Re: How to implement a queue in Oak?

Posted by Davide Giannella <da...@apache.org>.
On 01/08/2014 10:42, Tommaso Teofili wrote:
> I don't yet have a proper proposal, but maybe what could be done may be
> something similar to what Davide has done with regards to the ordered index
> (using a skiplist), that is defining a specific structure of the nodes,
> together with a specific implementation, that avoids having to use sortable
> node types but is an inherently sorted structure, e.g. binary search tree.
> Any opinions?

Unfortunately both the above options won't efficiently work for a reason
or another as we discovered during the implementations of the ordered index.

Skip list:

* doesn't really scale with large numbers (500k-1M) as of the randomised
access due to the probabilistic data structure.
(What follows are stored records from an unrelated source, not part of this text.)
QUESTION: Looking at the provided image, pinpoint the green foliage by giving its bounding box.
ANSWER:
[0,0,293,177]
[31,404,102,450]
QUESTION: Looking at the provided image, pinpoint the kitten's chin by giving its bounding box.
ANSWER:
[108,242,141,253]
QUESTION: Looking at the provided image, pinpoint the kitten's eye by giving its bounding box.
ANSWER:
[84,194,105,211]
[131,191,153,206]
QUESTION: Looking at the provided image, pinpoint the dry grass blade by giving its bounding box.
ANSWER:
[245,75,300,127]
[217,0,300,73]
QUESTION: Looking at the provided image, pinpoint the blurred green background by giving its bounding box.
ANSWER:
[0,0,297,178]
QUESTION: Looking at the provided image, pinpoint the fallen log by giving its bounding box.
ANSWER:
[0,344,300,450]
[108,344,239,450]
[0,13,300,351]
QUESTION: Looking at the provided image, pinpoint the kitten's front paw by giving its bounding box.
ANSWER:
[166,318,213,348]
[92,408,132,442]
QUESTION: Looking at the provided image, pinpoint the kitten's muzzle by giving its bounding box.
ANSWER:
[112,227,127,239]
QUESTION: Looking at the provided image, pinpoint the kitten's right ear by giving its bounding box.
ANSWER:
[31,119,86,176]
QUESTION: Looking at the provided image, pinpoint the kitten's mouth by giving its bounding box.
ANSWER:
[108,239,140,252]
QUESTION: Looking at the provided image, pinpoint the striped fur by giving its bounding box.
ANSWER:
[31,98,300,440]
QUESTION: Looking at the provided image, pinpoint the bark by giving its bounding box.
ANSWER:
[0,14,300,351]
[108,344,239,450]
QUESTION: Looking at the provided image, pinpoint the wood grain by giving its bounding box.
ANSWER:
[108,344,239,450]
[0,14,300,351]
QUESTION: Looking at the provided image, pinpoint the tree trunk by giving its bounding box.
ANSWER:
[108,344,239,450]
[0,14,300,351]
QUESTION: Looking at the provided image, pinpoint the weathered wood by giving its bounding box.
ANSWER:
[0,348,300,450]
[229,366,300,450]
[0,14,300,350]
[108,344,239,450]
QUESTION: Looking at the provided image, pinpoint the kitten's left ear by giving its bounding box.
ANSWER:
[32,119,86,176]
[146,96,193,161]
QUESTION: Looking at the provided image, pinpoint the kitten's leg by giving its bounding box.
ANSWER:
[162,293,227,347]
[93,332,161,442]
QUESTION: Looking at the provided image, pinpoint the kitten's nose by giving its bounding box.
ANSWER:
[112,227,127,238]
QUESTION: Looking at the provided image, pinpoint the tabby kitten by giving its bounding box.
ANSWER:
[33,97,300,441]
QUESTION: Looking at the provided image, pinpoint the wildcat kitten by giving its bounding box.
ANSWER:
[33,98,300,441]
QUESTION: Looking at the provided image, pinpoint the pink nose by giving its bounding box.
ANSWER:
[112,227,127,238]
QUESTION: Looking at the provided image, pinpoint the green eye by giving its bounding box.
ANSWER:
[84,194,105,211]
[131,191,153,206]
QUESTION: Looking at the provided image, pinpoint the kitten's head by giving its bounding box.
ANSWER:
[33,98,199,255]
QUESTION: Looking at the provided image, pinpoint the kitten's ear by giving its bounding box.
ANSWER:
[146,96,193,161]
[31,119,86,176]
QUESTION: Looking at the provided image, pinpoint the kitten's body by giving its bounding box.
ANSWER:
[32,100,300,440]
On the Segment case for
example, fetching the "next" property resulted in an expensive
operations with big data as you end-up most probably fetching a new
segment that is not cached (read from disk).

* in case of mongo back-end is not concurrent due to the storing of the
"next" property under the node. The stack will raise a merge exception
and it can't be catch by the commit hook. That's why we have to keep it
asynchronous when running on mongo. Segment is not affected.

BTree:

Considered it but it requires sooner or later a big tree moving due to
tree restructure and this is not efficient with oak. With the result
that some CUD operations could take long to complete.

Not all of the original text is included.